Let’s draw a new diagram to show what’s going on here:
Now we can see the problem. In this case, smoking is a confounder of the relationship between coffee and heart disease, because it is associated with both the exposure and the outcome. Fortunately, there are ways we can account for this interference in our statistical model–but only if we know who smokes and who doesn’t in our sample. When we do this, we say we are ‘controlling for confounding.’ That’s why it’s so important to measure variables that we think might confound the relationship between our exposure (X) and our outcome (Y)--because in the real world, there are confounders everywhere!
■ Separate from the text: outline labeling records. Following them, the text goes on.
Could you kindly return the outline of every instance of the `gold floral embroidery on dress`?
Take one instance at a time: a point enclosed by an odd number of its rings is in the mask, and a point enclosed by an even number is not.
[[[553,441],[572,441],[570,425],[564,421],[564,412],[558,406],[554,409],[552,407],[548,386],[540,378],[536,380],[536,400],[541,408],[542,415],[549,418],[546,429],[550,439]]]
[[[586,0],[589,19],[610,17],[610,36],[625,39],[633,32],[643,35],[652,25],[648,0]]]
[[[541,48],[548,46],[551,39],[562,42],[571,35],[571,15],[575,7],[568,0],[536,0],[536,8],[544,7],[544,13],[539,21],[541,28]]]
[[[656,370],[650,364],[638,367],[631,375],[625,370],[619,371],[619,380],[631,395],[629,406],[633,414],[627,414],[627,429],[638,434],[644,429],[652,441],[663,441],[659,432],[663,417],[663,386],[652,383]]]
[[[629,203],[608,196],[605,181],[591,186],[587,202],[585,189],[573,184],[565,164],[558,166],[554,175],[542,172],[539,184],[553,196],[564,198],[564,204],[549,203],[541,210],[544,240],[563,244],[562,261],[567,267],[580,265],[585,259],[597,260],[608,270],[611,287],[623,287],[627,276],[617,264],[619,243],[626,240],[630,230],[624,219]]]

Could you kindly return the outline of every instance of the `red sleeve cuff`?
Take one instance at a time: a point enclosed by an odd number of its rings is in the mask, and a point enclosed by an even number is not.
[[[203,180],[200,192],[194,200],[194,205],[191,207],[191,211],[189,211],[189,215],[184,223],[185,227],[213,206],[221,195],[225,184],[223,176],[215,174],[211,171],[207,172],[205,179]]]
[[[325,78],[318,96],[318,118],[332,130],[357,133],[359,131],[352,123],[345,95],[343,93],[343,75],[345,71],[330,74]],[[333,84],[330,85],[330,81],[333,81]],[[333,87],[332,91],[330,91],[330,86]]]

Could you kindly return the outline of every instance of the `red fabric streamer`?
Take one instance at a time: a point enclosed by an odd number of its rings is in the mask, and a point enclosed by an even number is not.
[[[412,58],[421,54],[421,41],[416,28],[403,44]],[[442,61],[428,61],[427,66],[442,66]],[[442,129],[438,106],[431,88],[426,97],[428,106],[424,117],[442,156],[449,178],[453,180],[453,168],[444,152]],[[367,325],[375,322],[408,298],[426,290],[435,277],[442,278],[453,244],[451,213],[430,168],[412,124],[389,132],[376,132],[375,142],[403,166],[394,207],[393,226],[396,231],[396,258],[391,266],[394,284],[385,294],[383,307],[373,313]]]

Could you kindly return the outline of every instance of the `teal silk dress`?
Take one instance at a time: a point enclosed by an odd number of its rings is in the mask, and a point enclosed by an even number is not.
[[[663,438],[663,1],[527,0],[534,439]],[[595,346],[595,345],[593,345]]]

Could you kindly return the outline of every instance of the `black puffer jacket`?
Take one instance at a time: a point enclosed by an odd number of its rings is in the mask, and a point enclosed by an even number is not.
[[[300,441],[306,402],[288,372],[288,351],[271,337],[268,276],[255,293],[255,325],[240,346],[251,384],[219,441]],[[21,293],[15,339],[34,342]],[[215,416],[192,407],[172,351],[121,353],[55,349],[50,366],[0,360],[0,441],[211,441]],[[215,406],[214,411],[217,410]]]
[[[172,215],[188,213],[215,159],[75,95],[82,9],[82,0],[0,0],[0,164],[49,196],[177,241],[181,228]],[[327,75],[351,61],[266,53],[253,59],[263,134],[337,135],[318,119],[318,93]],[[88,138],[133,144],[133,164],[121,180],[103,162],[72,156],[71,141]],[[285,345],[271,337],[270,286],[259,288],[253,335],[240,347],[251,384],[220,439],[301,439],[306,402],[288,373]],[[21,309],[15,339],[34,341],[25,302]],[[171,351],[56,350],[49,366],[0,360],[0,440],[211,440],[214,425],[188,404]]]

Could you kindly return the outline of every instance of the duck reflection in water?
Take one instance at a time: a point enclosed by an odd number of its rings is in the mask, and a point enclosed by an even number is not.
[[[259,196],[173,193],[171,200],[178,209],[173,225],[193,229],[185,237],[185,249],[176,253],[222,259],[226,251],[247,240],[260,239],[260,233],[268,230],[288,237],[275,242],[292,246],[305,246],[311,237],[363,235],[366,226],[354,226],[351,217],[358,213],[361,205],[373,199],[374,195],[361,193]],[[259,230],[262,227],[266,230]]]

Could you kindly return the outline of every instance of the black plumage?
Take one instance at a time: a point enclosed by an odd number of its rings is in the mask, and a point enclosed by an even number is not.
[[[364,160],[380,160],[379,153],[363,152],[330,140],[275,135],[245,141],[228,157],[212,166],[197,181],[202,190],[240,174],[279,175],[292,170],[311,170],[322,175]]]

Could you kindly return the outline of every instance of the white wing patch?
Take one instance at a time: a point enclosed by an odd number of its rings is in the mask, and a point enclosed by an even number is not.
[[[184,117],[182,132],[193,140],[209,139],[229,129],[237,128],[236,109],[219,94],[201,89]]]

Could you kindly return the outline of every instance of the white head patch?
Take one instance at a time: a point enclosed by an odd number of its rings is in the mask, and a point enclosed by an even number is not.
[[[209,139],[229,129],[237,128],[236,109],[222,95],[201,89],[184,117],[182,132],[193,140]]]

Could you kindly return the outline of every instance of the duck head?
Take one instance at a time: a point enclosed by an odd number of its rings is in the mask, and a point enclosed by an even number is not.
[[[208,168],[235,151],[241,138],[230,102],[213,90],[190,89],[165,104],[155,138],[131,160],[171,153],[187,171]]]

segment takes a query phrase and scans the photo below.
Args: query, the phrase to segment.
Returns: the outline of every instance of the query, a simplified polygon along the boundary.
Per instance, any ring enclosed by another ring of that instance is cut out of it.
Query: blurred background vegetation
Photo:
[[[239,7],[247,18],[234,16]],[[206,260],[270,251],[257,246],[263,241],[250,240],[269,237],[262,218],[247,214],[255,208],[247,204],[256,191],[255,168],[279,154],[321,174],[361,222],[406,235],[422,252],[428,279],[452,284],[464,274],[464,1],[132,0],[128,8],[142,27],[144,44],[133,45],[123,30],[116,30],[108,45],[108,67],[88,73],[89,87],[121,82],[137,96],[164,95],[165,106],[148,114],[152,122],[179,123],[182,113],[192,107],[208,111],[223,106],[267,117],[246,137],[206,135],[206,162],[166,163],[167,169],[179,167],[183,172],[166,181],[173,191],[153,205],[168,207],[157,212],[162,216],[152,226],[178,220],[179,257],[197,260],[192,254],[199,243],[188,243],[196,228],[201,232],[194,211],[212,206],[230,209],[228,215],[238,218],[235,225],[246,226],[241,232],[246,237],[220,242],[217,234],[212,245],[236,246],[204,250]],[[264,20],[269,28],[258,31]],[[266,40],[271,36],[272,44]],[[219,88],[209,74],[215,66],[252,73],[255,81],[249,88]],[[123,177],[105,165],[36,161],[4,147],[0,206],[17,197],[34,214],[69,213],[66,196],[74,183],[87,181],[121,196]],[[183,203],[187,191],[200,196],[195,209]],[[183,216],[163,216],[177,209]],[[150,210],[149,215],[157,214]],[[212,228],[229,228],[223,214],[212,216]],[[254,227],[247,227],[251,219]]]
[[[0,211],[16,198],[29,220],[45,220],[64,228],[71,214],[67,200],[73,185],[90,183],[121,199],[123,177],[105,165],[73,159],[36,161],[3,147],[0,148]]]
When a study is accused of not controlling for confounding, it means that the authors did not factor confounding variables into their model, and therefore the results cannot be interpreted because we do not know what effect those other variables may be having on our relationship of interest. You might now ask, but how do we know what variables to include as confounders? And the answer is, sometimes we don’t! But usually we can make some educated guesses based on context. That’s why we typically collect a lot of information about our study participants, if we can–so that we can test which variables are confounders, and then account for them accordingly. But sometimes we don’t know very much about our participants, and in that situation, the study authors should acknowledge the possibility of confounding in their limitations section.
You might wonder at this point if all studies involving human beings are confounded–and you’d be right to. Most studies are confounded to an extent, and we often acknowledge the possibility of unmeasured confounding as well–the confounding variables that we have not even thought of yet. But that doesn’t mean that observational studies are worthless, just that we need to consider them in context. To use a familiar adage, it’s best to take everything with a grain of salt.